Repository files navigation

mregex - Metaprogramming-Based Regular Expressions

build

This is a compile-time implementation of regular expressions in C++20. The library parses a regex pattern and compiles it into a native C++ type using template metaprogramming.

Features

The library offers the following features:

  • constexpr matching on any sequence that provides an iterator compatible with std::forward_iterator
  • compile-time syntax checking
  • support for a large portion of the standard regex syntax:
    • quantifiers (*, ?, +, {N,M}), including lazy and possessive versions
    • atomic groups
    • alternations and sets
    • capturing groups, including named captures
    • backreferences and named backreferences
    • lookaheads
    • lookbehinds with arbitrary expressions (requires bidirectional iterators)
  • flags that modify the matching behaviour:
    • icase - enables case-insensitive matching
    • multiline - enables multi-line mode, in which the anchors ^/$ will also match line boundaries
    • ungreedy - swaps the default syntax for lazy and greedy quantifiers
    • dotall - allows the wildcard . to also match \n and \r
  • a flexible API that allows exact matching, searching, tokenizing or iterating over multiple matches
  • ability to define the regex using a standard string-based API or using an expression-based API

Installation

The project is header-only and does not depend on any third-party libraries. Currently, building is supported on GCC 10 and Clang 12, but any compiler that is C++20 compliant will work.

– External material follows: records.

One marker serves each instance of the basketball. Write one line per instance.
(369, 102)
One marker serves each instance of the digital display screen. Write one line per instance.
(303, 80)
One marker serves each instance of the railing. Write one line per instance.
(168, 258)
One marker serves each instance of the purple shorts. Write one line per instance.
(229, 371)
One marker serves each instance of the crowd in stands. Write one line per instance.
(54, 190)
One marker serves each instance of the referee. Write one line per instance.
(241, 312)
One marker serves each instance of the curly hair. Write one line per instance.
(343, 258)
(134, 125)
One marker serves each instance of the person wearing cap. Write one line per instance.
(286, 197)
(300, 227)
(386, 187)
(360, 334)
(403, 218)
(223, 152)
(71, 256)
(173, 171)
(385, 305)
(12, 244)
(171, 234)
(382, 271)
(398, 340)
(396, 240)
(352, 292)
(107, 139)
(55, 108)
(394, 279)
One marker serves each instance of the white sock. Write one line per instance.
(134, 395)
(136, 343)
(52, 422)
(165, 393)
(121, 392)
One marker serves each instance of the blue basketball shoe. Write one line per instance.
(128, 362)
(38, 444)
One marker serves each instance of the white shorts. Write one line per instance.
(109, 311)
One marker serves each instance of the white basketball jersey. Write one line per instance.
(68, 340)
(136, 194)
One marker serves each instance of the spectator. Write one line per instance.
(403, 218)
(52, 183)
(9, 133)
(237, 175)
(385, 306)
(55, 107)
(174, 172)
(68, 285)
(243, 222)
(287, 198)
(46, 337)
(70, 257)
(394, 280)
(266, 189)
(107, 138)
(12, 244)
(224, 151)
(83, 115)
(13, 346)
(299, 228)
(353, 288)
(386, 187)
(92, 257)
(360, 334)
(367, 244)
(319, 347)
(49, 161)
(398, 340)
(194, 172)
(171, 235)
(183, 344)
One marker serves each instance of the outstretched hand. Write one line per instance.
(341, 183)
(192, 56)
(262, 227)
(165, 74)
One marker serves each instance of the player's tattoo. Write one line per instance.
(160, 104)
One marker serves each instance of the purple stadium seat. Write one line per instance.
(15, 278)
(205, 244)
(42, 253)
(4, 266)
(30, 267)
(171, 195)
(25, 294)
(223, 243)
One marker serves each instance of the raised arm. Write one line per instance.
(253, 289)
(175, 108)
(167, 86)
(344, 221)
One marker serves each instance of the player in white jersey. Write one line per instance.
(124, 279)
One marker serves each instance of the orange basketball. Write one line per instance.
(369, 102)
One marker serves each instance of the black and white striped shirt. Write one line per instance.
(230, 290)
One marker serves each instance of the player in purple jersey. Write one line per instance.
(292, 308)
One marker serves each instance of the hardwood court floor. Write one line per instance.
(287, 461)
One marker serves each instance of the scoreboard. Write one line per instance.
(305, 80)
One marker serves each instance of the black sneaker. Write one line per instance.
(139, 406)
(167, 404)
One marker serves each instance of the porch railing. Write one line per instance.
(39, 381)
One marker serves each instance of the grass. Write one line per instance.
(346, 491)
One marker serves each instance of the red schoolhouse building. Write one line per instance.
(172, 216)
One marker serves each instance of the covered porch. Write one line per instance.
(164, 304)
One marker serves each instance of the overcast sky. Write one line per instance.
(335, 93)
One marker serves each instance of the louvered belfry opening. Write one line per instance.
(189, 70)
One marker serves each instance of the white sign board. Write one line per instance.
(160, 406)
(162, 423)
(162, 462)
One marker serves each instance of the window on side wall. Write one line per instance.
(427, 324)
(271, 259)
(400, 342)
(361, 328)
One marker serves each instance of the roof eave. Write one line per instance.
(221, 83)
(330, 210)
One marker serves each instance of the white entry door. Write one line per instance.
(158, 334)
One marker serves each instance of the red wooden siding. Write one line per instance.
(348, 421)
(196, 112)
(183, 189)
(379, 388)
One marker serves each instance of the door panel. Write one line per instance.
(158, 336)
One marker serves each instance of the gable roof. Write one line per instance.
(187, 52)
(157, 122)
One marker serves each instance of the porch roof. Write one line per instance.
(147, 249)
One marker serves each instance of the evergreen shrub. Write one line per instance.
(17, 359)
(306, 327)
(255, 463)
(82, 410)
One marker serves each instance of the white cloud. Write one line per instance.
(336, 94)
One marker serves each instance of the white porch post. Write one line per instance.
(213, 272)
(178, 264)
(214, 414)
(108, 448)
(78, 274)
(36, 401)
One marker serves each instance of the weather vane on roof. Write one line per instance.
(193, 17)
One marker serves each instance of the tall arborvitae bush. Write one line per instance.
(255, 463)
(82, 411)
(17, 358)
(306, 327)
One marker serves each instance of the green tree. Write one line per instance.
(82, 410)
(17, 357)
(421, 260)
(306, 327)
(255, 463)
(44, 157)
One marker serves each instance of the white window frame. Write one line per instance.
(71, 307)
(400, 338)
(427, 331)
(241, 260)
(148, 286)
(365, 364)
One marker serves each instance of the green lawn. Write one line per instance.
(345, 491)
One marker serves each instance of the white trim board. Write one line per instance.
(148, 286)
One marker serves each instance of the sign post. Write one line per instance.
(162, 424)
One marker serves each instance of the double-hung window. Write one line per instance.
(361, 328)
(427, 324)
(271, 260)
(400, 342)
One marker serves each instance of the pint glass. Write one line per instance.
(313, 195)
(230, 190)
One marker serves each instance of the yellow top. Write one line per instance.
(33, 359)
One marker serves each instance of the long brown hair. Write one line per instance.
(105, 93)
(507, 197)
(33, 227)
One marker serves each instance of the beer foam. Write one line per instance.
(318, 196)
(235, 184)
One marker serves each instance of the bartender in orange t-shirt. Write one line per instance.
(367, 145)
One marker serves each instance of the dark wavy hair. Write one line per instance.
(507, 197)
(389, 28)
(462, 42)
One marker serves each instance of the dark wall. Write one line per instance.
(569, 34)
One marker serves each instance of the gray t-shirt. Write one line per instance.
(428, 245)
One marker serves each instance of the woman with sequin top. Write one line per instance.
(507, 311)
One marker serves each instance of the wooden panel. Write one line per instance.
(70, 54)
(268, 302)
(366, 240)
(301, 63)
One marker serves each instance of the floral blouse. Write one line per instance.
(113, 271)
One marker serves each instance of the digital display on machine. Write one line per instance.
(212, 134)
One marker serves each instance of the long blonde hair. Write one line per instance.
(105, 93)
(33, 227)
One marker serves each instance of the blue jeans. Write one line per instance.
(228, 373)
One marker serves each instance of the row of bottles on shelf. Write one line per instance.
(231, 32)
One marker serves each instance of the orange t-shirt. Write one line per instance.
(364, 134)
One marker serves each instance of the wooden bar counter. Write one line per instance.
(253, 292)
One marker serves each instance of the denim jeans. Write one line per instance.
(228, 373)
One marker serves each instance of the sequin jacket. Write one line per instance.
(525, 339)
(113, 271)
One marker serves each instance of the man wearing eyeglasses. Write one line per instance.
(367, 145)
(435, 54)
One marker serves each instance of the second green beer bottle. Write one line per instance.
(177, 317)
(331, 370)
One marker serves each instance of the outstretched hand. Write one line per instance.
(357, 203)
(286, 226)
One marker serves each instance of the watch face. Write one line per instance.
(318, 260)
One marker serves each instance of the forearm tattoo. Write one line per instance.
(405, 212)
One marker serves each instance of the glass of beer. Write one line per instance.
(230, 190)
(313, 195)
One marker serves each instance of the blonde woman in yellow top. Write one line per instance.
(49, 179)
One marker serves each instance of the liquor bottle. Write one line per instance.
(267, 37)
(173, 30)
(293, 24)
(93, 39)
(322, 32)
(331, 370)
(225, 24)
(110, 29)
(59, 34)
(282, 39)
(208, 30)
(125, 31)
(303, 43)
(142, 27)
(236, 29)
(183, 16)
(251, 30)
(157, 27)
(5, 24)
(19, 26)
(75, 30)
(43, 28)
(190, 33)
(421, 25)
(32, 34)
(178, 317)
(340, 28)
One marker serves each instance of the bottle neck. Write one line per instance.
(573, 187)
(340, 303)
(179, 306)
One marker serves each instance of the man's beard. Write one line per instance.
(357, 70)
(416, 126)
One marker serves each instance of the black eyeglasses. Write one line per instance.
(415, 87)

To install the library, simply add the contents of the include directory to your compiler's include paths. If you are using a build system like CMake, update your target's include directories or add a library dependency to mregex.

Usage

Below is an example of parsing a date. Notice that the generated regular expression is a type and not an object, since the library maps every valid regex pattern to a C++ type at compile-time. Invalid regular expression syntax will result in a compilation error.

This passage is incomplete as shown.